To compare the flexibility of the selected RNNs in learning individual frequency bands of the reverberated signal, we trained 30 structures (each of the 10 octaves of the human audible frequency spectrum was divided into three bands). We used RNN models with 20 cells in the first hidden layer and 40 cells in the second hidden layer, which is the largest structure studied in the first experiment and which showed the best fitting results.
Table 3 and
Table 4 show the results of an experimental study to test whether a model trained to predict the central band of an octave divided into three parts is good enough to predict adjacent frequency bands. We compared the results for 8 different octaves, ignoring only the first and last octaves—frequencies below 40 Hz and above 10 kHz. A noticeable reduction of fit was observed. We can also see from the results that the use of the central frequency band model to predict neighboring frequency bands also depends on the octave chosen. This is an expected result, as we cannot normally achieve a uniform distribution of sound content across all octaves in any real recording dataset.
By dividing each octave into 12 parts, we can analyze the half-tone pattern of the reverberated signal. In this part of the study, we first decided to compare the ability to learn from samples for each frequency band separately. The results are shown in
Table 5. We again trained three RNN structures with layer sizes of 20 + 40 RNN cells in two hidden layers, respectively. The LSTM and BiLSTM-based models showed relatively stable results, but the GRU-based RNN was difficult to train to be close to matching all 12 frequency bands.
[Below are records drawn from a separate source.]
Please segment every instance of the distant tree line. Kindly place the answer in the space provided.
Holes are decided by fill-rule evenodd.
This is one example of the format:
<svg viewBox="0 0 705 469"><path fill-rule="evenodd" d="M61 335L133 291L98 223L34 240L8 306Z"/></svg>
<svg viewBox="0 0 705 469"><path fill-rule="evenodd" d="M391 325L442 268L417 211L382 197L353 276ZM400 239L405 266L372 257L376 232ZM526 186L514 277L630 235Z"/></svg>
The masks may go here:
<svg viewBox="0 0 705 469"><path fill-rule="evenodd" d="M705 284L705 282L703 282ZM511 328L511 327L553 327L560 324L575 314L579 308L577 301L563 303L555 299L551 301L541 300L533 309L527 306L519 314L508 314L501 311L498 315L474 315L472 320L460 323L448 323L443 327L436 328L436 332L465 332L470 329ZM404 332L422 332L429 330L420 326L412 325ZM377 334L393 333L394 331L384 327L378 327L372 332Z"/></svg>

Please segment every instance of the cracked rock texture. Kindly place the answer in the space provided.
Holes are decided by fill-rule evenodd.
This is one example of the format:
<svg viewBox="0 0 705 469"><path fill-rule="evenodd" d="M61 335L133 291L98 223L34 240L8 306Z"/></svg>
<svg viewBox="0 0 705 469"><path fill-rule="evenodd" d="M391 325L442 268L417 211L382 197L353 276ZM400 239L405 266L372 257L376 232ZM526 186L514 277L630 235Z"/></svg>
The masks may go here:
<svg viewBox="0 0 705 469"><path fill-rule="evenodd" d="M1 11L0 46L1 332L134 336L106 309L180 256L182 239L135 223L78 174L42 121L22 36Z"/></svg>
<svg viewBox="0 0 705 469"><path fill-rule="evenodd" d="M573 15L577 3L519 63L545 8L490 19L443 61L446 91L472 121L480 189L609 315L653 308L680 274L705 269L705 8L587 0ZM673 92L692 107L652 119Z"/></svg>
For the last study, we chose the seventh band, which is in the middle of the twelve. The experimental results of the model trained for one frequency band and used to predict the reverberation of the other frequency bands are presented in
Table 2. The GRU-based RNN model was not considered in this experimental study because the initial tests showed even worse fitting accuracy and the same trends as for the LSTM and BiLSTM-based RNNs.